Brussels, BE – March 25, 2024

Today’s publication of the EU Health Technology Assessment (HTA) Coordination Group’s ‘Methodological Guideline for Quantitative Evidence Synthesis: Direct and Indirect Comparisons’ is discouraging news for rare disease patients and the Advanced Therapy Medicinal Products (ATMP) sector.

The Joint Clinical Assessment (JCA) had the potential to accelerate patient access to ATMPs by centralizing the clinical assessment step in HTA and reducing duplication across EU Member States. However, with this guideline, the Coordination Group has ignored the HTA Regulation’s call to adopt fit-for-purpose methodologies for ATMPs by insisting on randomised controlled trials (RCTs) even in cases where RCTs are not feasible.

The result is a final guideline that is very similar to the initial draft shared by EUnetHTA21 in May 2022. Indeed, according to the guideline, single-arm or non-randomised evidence ‘may well be … insufficient for estimation of the relative treatment effectiveness in the context of JCA.’ This appears to go against the specific mandate of the HTA Regulation, which leaves such a judgment to Member States, by limiting the JCA to a “description [not an evaluation]…of the degree of certainty of the relative effects.”

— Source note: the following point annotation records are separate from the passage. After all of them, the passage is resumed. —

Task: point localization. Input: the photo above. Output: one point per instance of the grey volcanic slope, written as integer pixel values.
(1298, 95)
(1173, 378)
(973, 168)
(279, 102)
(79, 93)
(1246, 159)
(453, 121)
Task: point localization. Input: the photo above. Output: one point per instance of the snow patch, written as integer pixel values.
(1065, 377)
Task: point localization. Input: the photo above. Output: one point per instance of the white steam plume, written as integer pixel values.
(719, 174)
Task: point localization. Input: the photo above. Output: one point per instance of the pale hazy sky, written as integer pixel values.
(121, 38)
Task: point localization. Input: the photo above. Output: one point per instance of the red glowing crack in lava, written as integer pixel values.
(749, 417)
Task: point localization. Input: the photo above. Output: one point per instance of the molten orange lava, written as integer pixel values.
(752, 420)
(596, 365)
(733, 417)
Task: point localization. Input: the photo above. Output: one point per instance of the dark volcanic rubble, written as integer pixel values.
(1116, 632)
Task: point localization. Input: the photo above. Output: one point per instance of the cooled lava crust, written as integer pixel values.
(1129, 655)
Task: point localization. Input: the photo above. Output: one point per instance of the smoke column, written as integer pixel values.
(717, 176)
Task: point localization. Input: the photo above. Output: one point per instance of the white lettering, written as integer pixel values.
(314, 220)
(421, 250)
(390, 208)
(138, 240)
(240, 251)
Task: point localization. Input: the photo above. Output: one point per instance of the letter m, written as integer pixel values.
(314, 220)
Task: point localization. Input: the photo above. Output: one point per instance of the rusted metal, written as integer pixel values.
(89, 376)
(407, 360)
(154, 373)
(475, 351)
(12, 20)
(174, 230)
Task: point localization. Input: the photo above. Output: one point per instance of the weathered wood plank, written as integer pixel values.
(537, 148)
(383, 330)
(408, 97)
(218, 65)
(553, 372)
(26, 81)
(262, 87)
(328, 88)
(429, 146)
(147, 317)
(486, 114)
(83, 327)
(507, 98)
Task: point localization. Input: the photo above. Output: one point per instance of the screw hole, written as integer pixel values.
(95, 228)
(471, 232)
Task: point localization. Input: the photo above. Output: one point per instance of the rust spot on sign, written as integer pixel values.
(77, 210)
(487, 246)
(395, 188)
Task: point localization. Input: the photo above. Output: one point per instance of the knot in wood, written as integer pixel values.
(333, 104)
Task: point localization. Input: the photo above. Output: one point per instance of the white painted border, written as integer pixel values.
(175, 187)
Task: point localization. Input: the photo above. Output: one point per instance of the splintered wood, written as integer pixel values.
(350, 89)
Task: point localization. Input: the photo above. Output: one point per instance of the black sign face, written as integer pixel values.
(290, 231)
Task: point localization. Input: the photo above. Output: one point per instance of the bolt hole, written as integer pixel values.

The guideline ignores the compelling evidence presented by ARM, patient groups, and academic centres that single-arm trials to evaluate rare disease treatments are sometimes necessary for ethical, scientific, and practical reasons. Moreover, single-arm trials can appropriately demonstrate clinical benefit when informed by real-world data, such as from disease registries. The Coordination Group’s approach will likely result in inconclusive JCA reports for many ATMPs, significantly delaying patient access and jeopardising the implementation of the EU HTA Regulation at the EU and national levels.

The guideline — together with the draft Implementing Act, which restricts developers’ involvement and contains unrealistic data requirements and unworkable timelines — indicates that the JCA project is at real risk of becoming a failure. In turn, the EU’s competitiveness as a region for ATMPs is in danger, especially for the smaller biotechnology companies that play a fundamental role in the sector’s innovation globally. Ultimately, rare disease patients could see fewer transformative treatment options available in the EU.